While holiday lets can generate impressive income during peak seasons, off-peak periods can lead to reduced occupancy rates. To mitigate this risk, investors should consider choosing locations with year-round appeal, such as cities with strong cultural or business tourism markets.
Managing a holiday let can be more demanding than a traditional rental property. Investors must handle frequent tenant turnovers, cleaning, and maintenance to ensure high guest satisfaction. Many owners choose to hire property management companies, which typically charge 15-25% of rental income.
The holiday let market is increasingly subject to regulatory change. In 2024, Scotland introduced licensing requirements for short-term lets to regulate the market, and similar measures are being considered in England and Wales. This has been seen with the removal of the FHL tax advantages that used to be available to investors. These regulations aim to address housing shortages in popular tourist areas and create fairness within the markets but investors should be aware of these changes as they may limit the flexibility of holiday let investments.
Investors should tailor their holiday let offerings to meet the preferences of their target audience. For example, families often prioritise properties with multiple bedrooms and outdoor spaces, while couples may seek luxury features like hot tubs and scenic views. This needs to be considered based on the visitors that your chosen location attracts as well as your chosen property type. Families looking for a scenic holiday may prefer a detached house in a seaside town, while younger tourists could be looking for a city centre location with accessible transport links.

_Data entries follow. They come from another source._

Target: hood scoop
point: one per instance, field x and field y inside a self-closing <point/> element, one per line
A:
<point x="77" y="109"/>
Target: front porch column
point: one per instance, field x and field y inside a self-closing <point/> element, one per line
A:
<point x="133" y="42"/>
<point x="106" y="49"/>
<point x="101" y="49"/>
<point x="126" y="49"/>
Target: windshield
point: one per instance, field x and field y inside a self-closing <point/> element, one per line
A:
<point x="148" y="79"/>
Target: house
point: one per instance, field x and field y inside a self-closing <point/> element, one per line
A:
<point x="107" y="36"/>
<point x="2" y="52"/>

Platforms like Airbnb have revolutionised the holiday let market, making it easier for investors to reach potential guests and understand the market better. Using these tools, investors have the opportunity to explore the demand and supply in certain regions to determine their investment strategy. They might also use different tools to explore seasonality and determine competitive pricing based on the time of year.

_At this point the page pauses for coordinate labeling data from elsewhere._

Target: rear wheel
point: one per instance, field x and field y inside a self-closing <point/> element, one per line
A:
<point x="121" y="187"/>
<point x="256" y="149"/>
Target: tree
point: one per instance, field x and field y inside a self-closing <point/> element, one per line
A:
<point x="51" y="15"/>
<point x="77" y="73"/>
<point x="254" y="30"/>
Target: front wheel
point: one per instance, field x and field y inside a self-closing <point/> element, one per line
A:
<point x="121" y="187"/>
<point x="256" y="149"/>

Keeping up to date with local council policies and licensing requirements is essential to ensure compliance. Investors should also monitor potential changes to tax laws that could impact their returns.
Holiday let investments in the UK offer the potential for high rental yields and capital appreciation, particularly in sought-after tourist destinations. However, they also come with unique challenges, including seasonality, higher management demands, and evolving regulations.
By carefully selecting the right location, understanding their target market, and staying informed about industry trends, investors can successfully navigate the holiday let market and access high returns. As with any investment, thorough research and professional advice are key to achieving long-term success with this dynamic investment type.
This is for your information only and should not be relied upon or construed as legal, tax, investment, financial or other advice. Whilst GetGround has tried to make sure this information is accurate and up to date, things can change, so GetGround cannot guarantee or be responsible for the accuracy, relevance and/or the completeness of the information provided. Certain information has been obtained from third-party sources and GetGround is not responsible for the accuracy of such content. Any prediction, forecast or projection is provided solely as an example of possible growth and return and will not necessarily reflect the actual growth and return. GetGround cannot promise that the information provided will be fit or suitable for any purpose. Any reliance that you may place on the information provided is entirely at your own risk. GetGround always recommends you obtain independent advice before making any investment decisions.